Let them wake whole again
To brand new dawns
Fired by the sun not wartime's bloody guns

May their peace be deep
Remember where the broken bodies lie
God knows how young they were
To have to die

So give them things they like
Let them make some noise
Give dance hall bands not golden harps
To these our boys

And let them love, Peter
For they've had no time
They should have trees and bird songs
And hills to climb

The taste of summer in a ripened pear
And girls sweet as meadow wind
With flowing hair

And tell them how they are missed
But say not to fear
It's gonna be alright
With us down here

Let them in, Peter
During the end of the ceremony this morning, I was inside the actual Wall of Honor area where the bugler was set up to play taps at the end. The participants and all of the crowd were actually set up just in front of the actual memorial, and because of the design of it, they couldn't see where i was with the bugler. I was setting up to take a picture kind of from underneath him, and was sitting there when the color guard that I couldn't see fired their guns. It jolted me pretty good since I didn't know it was coming, but then it just reminded me of my grandfather's funeral.

My grandfather was a Lt. Col. in WWII and the Korean War. When he died early in 2001, we had a military funeral for him in Greenville, SC. I'll never forget watching the honor guard from Ft. Gordon in Augusta fire their guns and carefully fold up that flag. And I was sitting just a couple seats down from my uncle as the officer presented him with the flag and said "on behalf of the Commander-in-Chief and a gratetful nation, we thank you for a life lived in service to this country..." or something like that. And I'll always remember the look on the face of the young Lt. as he took 3 spent shells from one of the riflemen, and placed them inside the unfolded flag one by one as he said, "for duty, for honor, for country."

I'll never forget how I felt when they fired those guns. When the guard raised them up to the sky and pulled their triggers at the same time, it felt like someone stabbed me in the heart. It was a weird feeling; like being surprised and having your heart hurt at the same time. If you're a big fan of Jack Ryan movies, I probably looked the same as when Admiral Greer dies in Clear and Present Danger, and then Harrison Ford as Jack Ryan shudders as each salute is fired at his funeral.
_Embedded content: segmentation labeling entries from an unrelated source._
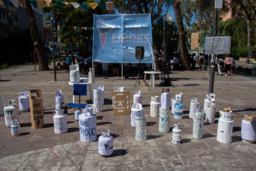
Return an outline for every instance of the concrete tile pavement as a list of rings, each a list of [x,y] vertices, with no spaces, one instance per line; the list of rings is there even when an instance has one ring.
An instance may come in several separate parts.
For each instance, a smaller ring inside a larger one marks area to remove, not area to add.
[[[106,103],[103,112],[97,113],[97,133],[99,136],[101,129],[110,129],[114,138],[114,154],[103,157],[97,152],[97,141],[80,141],[79,124],[74,120],[73,109],[68,109],[68,132],[54,134],[55,91],[62,89],[65,102],[72,100],[72,87],[68,85],[68,73],[58,71],[58,81],[54,82],[52,71],[33,70],[33,68],[25,68],[0,72],[3,102],[15,99],[18,103],[19,91],[42,89],[45,123],[43,129],[32,129],[30,112],[19,112],[23,133],[13,137],[5,126],[4,117],[0,117],[0,170],[255,170],[255,145],[241,141],[240,123],[244,114],[255,114],[256,82],[240,76],[216,76],[215,123],[205,123],[203,138],[194,140],[193,120],[188,118],[190,102],[192,97],[197,97],[203,106],[208,90],[208,77],[203,71],[173,71],[171,77],[175,87],[170,87],[171,97],[183,92],[185,105],[182,120],[176,120],[171,115],[170,130],[178,122],[182,128],[183,143],[175,145],[171,143],[172,132],[159,132],[159,118],[150,117],[150,97],[160,95],[162,87],[134,87],[134,77],[121,81],[121,77],[96,77],[95,86],[105,86]],[[135,140],[135,128],[130,126],[129,116],[112,115],[112,92],[115,86],[124,86],[131,94],[135,90],[141,91],[143,106],[148,116],[147,141]],[[91,102],[89,96],[81,99],[83,103]],[[233,142],[229,144],[220,143],[216,139],[218,112],[225,106],[231,107],[234,112]]]

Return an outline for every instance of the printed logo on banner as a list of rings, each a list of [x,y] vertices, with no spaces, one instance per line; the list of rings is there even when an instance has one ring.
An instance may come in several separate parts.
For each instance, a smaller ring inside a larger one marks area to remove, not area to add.
[[[104,28],[102,28],[99,26],[100,25],[104,25]],[[112,30],[111,27],[112,25],[109,25],[106,23],[103,23],[100,21],[97,21],[97,29],[99,30],[100,35],[100,39],[101,39],[101,45],[102,45],[102,49],[104,49],[104,45],[105,45],[105,41],[106,41],[106,35]],[[106,27],[110,28],[106,28]]]
[[[106,149],[108,149],[108,147],[109,147],[109,144],[104,144],[104,146],[105,146],[105,149],[106,149]]]

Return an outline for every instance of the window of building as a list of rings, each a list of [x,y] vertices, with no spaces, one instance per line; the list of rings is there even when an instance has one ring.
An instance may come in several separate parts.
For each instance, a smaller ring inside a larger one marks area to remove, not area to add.
[[[18,16],[12,14],[13,22],[18,22]]]
[[[6,17],[6,16],[4,15],[4,11],[1,11],[0,10],[0,18],[1,19],[4,19]]]

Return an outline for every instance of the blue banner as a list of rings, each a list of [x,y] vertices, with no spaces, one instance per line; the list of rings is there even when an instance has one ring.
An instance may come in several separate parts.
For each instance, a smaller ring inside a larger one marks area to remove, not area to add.
[[[150,43],[151,42],[151,43]],[[94,16],[93,61],[109,63],[138,63],[135,47],[144,46],[141,63],[153,62],[151,16],[109,14]]]

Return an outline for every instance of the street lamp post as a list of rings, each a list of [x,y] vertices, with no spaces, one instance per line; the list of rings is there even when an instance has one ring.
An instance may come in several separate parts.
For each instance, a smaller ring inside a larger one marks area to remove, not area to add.
[[[54,81],[57,81],[56,79],[56,68],[55,68],[55,57],[54,57],[54,18],[51,17],[51,39],[52,39],[52,56],[53,56],[53,60],[54,60]]]
[[[223,0],[215,0],[214,36],[217,36],[218,13],[219,13],[218,10],[223,7]],[[214,57],[214,55],[213,54],[211,57],[211,69],[210,69],[209,93],[214,93],[215,59],[216,59],[216,57]]]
So this morning, as those guns fired, it took me right back to that day in Greenville and felt like a surprise shot to the heart all over again.

I'm so thankful for all of those men and women who came before me and made my life possible. I don't know if I could do what the WWII generation had to do, without fanfare or celebration. And I certainly can't imagine what it was like to fight in an unpopular Vietnam War and return to boos and hisses.

I hope all of you took a small moment today to think about our veterans today, whether alive or dead, who have served all of us by dedicating a portion of their lives to service.

And from our family — Gramps, we all miss you. Thanks for everything you did. For all of us.